“I am very much a fan of free speech,” Rabbi Daniel Levine said. And on his YouTube show, the 32-year-old San Diego native and professor at UC Irvine practices what he preaches. He interviews people from both the right and left; .his goal each time is to spread light on their views, whether you agree or disagree with the guest’s opinions.
His interviews are about happenings in the Jewish world, he said, but they are more. He almost dares the viewer to guess what his views are. The show, which has been running for about a year, is called “The Fifth Question,” a reference to the Four Questions asked at the Passover seder. “There aren’t a lot of people having nuanced conversations,” he told The Journal. “I try to talk to people I disagree with. I did an episode with someone critical of Israel, another episode with a rabbi who officiates interfaith marriages – and we had a debate about that. I had a friendly debate with a friend about whether Jews should vote Republican or Democrat in the upcoming election.” He tries to model what it means to have civil dialogue and debate, which he believes society lacks. He teaches classes on four campuses, and has seen “many students hungry for conversation, hungry to see ideas clash in a way where everyone is being respected – where there is no violence and everyone is trying to be civil for the community.”

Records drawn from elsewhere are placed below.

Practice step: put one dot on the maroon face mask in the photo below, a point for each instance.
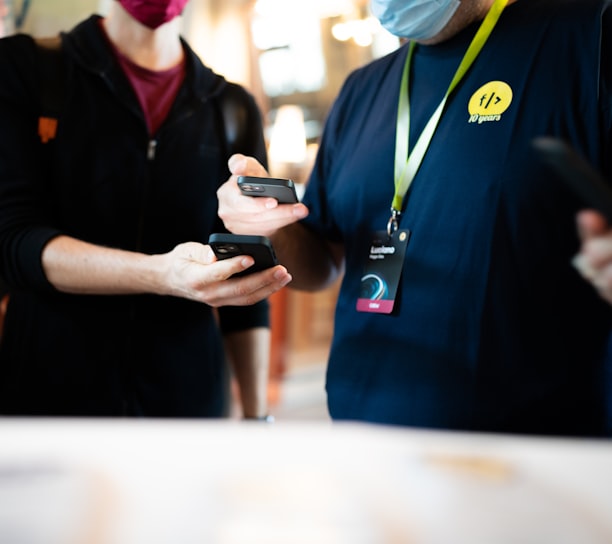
(153, 13)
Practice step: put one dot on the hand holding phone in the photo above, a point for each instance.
(260, 248)
(281, 189)
(578, 174)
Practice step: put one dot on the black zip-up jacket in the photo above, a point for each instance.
(105, 180)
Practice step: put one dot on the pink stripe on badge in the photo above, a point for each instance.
(375, 306)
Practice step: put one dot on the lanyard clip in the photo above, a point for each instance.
(393, 223)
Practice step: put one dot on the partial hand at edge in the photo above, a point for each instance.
(594, 261)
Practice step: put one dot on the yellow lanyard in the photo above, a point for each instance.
(406, 169)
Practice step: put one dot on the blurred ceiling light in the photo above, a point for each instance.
(319, 8)
(288, 136)
(361, 31)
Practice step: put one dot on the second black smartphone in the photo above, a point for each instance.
(260, 248)
(280, 188)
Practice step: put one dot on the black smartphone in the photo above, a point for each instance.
(579, 175)
(280, 188)
(260, 248)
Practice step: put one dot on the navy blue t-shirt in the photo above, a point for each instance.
(493, 329)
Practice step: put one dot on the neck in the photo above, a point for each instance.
(468, 12)
(158, 49)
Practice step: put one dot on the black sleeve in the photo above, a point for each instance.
(23, 233)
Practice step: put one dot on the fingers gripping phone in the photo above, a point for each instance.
(260, 248)
(281, 189)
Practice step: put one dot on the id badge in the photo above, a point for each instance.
(382, 271)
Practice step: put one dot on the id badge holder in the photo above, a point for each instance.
(382, 271)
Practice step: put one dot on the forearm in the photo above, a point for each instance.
(313, 263)
(74, 266)
(249, 355)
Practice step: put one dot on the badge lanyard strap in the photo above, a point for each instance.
(406, 169)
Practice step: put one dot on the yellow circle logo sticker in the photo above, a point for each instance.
(489, 102)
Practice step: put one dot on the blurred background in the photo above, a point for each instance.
(293, 55)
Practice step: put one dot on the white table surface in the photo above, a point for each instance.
(230, 482)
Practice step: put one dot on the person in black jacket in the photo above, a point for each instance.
(105, 210)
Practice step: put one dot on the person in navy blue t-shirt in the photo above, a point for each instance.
(460, 307)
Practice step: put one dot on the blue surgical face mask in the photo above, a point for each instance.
(414, 19)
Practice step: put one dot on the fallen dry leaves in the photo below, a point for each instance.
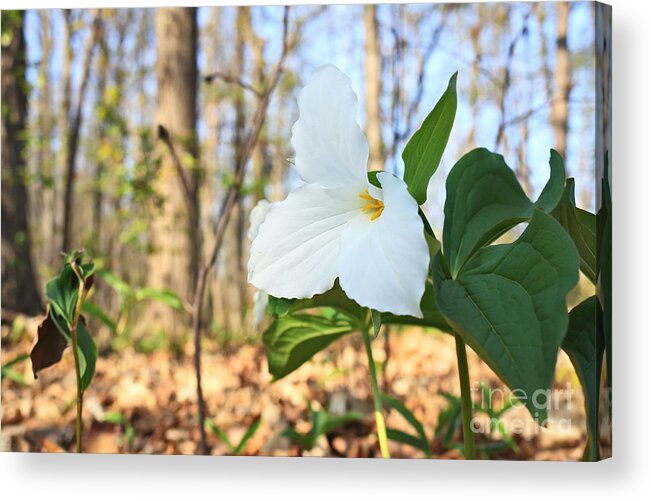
(155, 396)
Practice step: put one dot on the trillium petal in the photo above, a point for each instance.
(330, 147)
(385, 262)
(297, 251)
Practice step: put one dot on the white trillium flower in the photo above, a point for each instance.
(338, 225)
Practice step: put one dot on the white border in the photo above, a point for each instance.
(28, 476)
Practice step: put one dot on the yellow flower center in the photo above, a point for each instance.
(372, 204)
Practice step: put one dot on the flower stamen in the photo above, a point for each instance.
(375, 205)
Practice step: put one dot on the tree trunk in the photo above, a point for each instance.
(73, 136)
(563, 78)
(373, 79)
(19, 289)
(174, 236)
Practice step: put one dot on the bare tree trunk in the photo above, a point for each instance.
(174, 235)
(63, 120)
(373, 79)
(563, 78)
(73, 135)
(19, 289)
(98, 191)
(43, 205)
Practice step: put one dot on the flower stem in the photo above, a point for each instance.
(466, 400)
(377, 400)
(73, 341)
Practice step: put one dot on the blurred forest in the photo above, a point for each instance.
(124, 132)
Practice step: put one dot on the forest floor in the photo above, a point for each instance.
(153, 395)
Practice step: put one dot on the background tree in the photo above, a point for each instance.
(19, 286)
(173, 229)
(373, 89)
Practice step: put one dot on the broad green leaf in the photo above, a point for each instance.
(62, 292)
(508, 304)
(423, 152)
(294, 339)
(484, 200)
(582, 227)
(248, 436)
(86, 349)
(584, 345)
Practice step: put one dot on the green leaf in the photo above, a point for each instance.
(582, 227)
(7, 370)
(294, 339)
(584, 345)
(405, 438)
(336, 299)
(508, 304)
(220, 433)
(248, 436)
(88, 352)
(331, 423)
(62, 292)
(93, 310)
(484, 200)
(86, 348)
(116, 283)
(376, 318)
(279, 306)
(423, 152)
(407, 414)
(163, 296)
(553, 190)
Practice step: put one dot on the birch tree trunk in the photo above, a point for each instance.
(173, 230)
(563, 79)
(373, 79)
(19, 289)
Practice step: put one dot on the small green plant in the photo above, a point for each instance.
(450, 420)
(65, 326)
(9, 372)
(322, 423)
(234, 450)
(129, 298)
(418, 440)
(128, 434)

One of the rabbi’s central themes is that more dialogue is good. When it’s mentioned that was something the late Charlie Kirk believed, he called Kirk’s murder “disgusting; one of the more horrific things to happen in my lifetime in public in America. I didn’t agree with all of his views, but I think we need more such people. The divide is between people who believe in freedom of speech, freedom of expression, and people who don’t.”
Levine believes there are extremists on both sides, and neither side agrees with the tenets of basic liberalism. “When you go far enough right he said, “there are people who don’t agree that everybody should have free speech, freedom of religion and all things fundamental to what it means to be in a liberal democracy in America.”
In the past year, Levine has encountered people from both the left and right who understand they can disagree on taxes, tariffs and foreign policy but as long as we are doing it within civil dialogue and respecting each other, that is fine. However, as soon as we start calling each other names and start threatening each other, our society is going to collapse.”
He calls himself a “principled centrist,” and explained that some think centrists are people who don’t have any views. They’re wrong, Levine insisted. As a genuine centrist, he thinks that “people both on the right and the left have good points some of the time. I don’t think either side makes good points all the time. All human institutions have flaws. Humans can never reach perfection. Only God is perfect. Anything humans create is going to be imperfect. When we try to make political parties into idols – in Judaism we know what happens to idols.”
People should look for nuance, to have their ideas challenged and invite those they disagree with for a civil dialogue. But at times, he finds himself playing devil’s advocate. “In the last couple months I have done two episodes, one where I was talking with someone much more to the left than I am while defending a right-wing viewpoint. When I was talking with someone to the right of me, I was defending a left-wing view.” Both cases, he said, proved no one side has a monopoly on truth. “Our society will be better off when we start to realize that many different groups and many different people can hold a little bit of truth.”
This, the rabbi explained, is why Judaism values dialogue so much – because it takes a lot of hubris to say any one idea holds all the truth. And to come to a wider understanding of what truth is, you have to talk to people who disagree with you.
In every interview, he wants people to “understand the art of civil debate is not over. It’s very much alive. And it is a deeply Jewish idea. Our entire Talmud is full of people disagreeing with each other in a principled way, and still remaining part of a community. That trend has continued the last 2,000 years of Jewish history. It’s fundamental to being Jewish – being able to have difficult conversations while remaining in the same community.”
Who does Rabbi Levine look for to join him on “The Fifth Question”? “People with interesting ideas,” he said, “who are willing to have an open conversation. It’s not really about what views they have. One question is, are they willing to have a civil conversation? And, do I think there is a value here?”
Rabbi Levine, teaches Jewish Studies at two schools and runs Hillel events at another one. He spends 80 percent of his time at UC Irvine, and divides the rest among between Chapman University, Cal State Fullerton and Cal State Long Beach.
To view episodes of “The Fifth Question,” go to https://www.youtube.com/@rabbidaniellevine.
Fast Takes with Rabbi Levine
Jewish Journal: What is your favorite vacation spot?
Rabbi Levine: Any place where there was an historic Jewish community.
JJ: What is the best book you ever have read?
RL: “As a Driven Leaf” by Milton Steinberg
JJ: What is your favorite family activity?
RL: We have an eight-month-old baby (our first), and we have just begun to take her hiking.
JJ: What is your next goal?
RL: I might write a book. I really love fiction.